To that end I’ve been looking for more documentation writing courses; Google, and Pluralsight have courses about how to write documents but more and more I’ve been interested in the UX of documentation. I’ve been studying some of my favorite documentation sites to try to figure out why they’re so great. Maybe I’ll have another article about that.

Deadlines are important

When I started the Scully knowledge base project, I didn’t have a deadline. That was a mistake, if my goal is shipping.

There’s lots of talk around the mantra, “always be shipping.” To a certain extent I think it applies to personal projects, and for me it’s important to keep a steady stream of things I’m proud of putting out. Finding fulfillment in development work is one of the things I’m most thankful for.

On the other side of the coin, if I’m not shipping things I start to feel bad. This article essentially took months to write because I was bouncing between projects and feeling bad that I couldn’t ship or write anything.

To reign in that negative emotion, I needed a stop point. With my new project, I had another month-long deadline to get “something done,” which isn’t a great deadline, but I’m feeling more accomplished on this project because I cheated a little bit.

What I picked Up

Out with the old and sad, in with the new and glad!

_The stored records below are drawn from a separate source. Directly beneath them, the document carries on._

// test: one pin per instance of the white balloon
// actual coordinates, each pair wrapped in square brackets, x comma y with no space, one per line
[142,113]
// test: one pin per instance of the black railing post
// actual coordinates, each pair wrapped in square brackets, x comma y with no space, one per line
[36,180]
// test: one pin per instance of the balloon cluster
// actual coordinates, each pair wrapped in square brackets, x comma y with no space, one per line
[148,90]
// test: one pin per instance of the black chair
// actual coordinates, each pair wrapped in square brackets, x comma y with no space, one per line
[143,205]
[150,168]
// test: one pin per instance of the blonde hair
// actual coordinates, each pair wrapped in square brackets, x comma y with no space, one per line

I’ve been working on replacing an old tool from 2012. I won’t say what the old app is but this new app is supposed to be a mobile app. This is new and exciting stuff; I’ve never built a mobile app. The core of an app is a parser for a Domain-specific language (DSL), and my 1.0 goal is 1:1 parity with the old language, on a free mobile / web / desktop app

What I’ve Learned so Far

React is really deep: it’s got modern SPA apps, unified mobile and web apps, and static site generators (Gatsby). With my previous app I used Redux, which in hindsight seems like overkill. For this next app I plan to keep my state a bit more flat, but I also want to implement some actual web features: sharing content, making things available to other users and all that.

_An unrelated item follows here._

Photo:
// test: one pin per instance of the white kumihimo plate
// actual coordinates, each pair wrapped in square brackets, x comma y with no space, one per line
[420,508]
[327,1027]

This project is also a retrofit of a previous python project, and most of the parser logic was working correctly already… and then I got distracted. When the time came for me to pivot from my previous failure and rework what I’d done I wanted to use what I’d already done to help out. Luckily translating between Python and JavaScript is almost painless. I was actually able to copy most of my work, rework the indentation, brackets, mappings, for loops, etc. and get a usable mess to debug. But that’s when my last lesson came into play.

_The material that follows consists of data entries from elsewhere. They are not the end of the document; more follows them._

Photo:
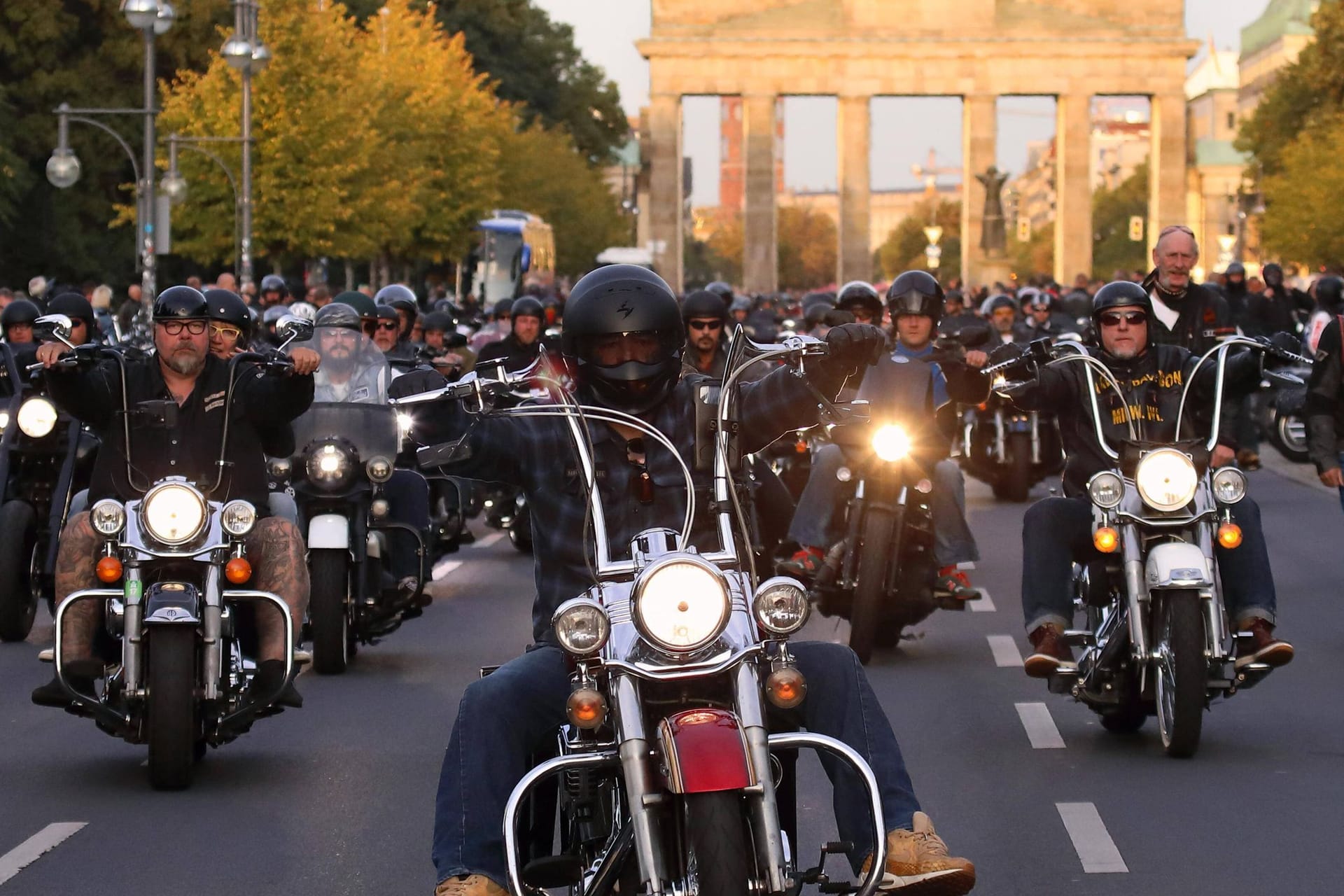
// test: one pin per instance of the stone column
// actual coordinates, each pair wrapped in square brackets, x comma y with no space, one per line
[1073,188]
[666,186]
[853,140]
[760,250]
[1167,167]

Finally, TDD. Test driven design is great for apps like parsers. It’s so useful that I don’t know how I’d even start to work this project. So far, it’s revealed parser errors, math material logic errors, and mapping errors in the original code that are now squashed!

Smaller Projects

I tend to burn out on projects if I hit them too hard (maybe I’ll write about how I deal with that in detail in another article), so if I can slow burn by having smaller and easier to knock out projects then I keep a small backlog.

Spruce Up The Site

I’ve been told that this site is a bit spartan: I’m looking at adding more pictures and flair to some of the design. I did update the GitHub icon! I’m also working on getting more visuals in a few ways: one of which will get an article. All those and more will be coming, but most won’t get a major article or update; you’ll just see them!

Vue on the Horizon

I’ve made sites in Angular, React, and plain-ol C# .NET. I want to try out the last of the big 3, Vue is last on the list. From what I’ve seen, it’s nothing too odd or out there, but we’ll see what happens.

Get your Game on!

I’ve seen a lot of interesting jobs that deal with C and C++. It’s been a long time since I worked in those languages, and while I’m sure I could swing it, I really gotta re-hone my skills with those tools. For an engine that lets you get in and mess with stuff and lets you write c++ code, I’ve seen the Godot engine. Other options include the Source (and Source 2) engine… but I’ve heard tales of that being particularly tricky: there’s spaghetti monsters in there.

I don’t have anything set-in stone, but I want to try at this specifically.